Summer 2022 applications will be open March 28. Review of applications will begin April 15 with rolling admission until all positions are filled. Interested undergraduates (sophomores to juniors enrolled at the University of Arizona) shall submit an online application, which will be reviewed and ranked by the ASTEROIDS Laboratory UREP Selection Committee. Please review the FAQ comparing the NASA Space Grant Undergraduate Research Internship Program and NASA supported UREP Program to determine which program is right for you. The application form is below:*,
STEP 2. Summer Academy Selection
The highest ranked (20-25 total students) applicants are selected to enter the program and proceed with selecting courses for the Summer Academy. The students will be compensated with stipends for completing 4 out of the 5 weeks of courses. Once the students have completed the necessary courses, they proceed to enter the Undergraduate Research Opportunity (URO).

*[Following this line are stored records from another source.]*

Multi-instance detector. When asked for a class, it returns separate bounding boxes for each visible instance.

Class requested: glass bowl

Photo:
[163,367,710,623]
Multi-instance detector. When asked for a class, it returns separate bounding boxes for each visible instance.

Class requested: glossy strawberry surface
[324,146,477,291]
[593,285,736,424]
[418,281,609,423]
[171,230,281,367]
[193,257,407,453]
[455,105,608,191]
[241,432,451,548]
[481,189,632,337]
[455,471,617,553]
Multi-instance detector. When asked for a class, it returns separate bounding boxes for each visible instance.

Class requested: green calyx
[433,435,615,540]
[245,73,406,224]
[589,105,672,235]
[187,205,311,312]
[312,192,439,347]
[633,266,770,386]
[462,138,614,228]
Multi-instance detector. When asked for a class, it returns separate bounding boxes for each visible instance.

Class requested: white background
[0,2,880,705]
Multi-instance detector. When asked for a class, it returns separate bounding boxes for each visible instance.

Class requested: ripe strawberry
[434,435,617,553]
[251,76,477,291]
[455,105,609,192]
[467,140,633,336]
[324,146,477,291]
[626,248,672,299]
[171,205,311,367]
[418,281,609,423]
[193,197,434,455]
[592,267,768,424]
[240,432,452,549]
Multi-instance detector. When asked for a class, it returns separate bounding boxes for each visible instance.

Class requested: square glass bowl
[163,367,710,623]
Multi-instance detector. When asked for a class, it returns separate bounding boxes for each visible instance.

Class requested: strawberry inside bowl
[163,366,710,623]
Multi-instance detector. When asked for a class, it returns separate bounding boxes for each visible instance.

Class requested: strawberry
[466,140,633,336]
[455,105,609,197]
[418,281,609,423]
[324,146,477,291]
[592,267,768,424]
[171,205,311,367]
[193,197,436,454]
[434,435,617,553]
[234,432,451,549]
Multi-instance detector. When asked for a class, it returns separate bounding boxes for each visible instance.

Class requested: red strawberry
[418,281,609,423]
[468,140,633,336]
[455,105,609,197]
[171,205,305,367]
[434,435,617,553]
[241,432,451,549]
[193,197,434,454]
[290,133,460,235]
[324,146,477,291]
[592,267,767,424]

Review Process and Ranking Criteria. Right after the application due date, the UREP Selection Committee (made up of ~3 faculty and Co-Investigators) review all intern applications. The Committee ranks intern applications based on the content and quality of the applicant's responses. The ranking will be based on GPA, quality of the essay, interest-level, potential, motivation for applying and current needs according to subject discipline.
STEP 3. Undergraduate Research Opportunity Selection
The students will spend up to one-month collaborating with a faculty mentor and drafting a research abstract on their selected research area. Available research areas change from year to year and an updated list will be shared with the students after completing the courses. The student will be iterating with the faculty mentor on the research abstract. If the abstract is selected, the Selection Committee will then authorize the student to be awarded the NASA-funded UREP Internship for the academic year, for 10-20 hrs/wk at $13.00/hr.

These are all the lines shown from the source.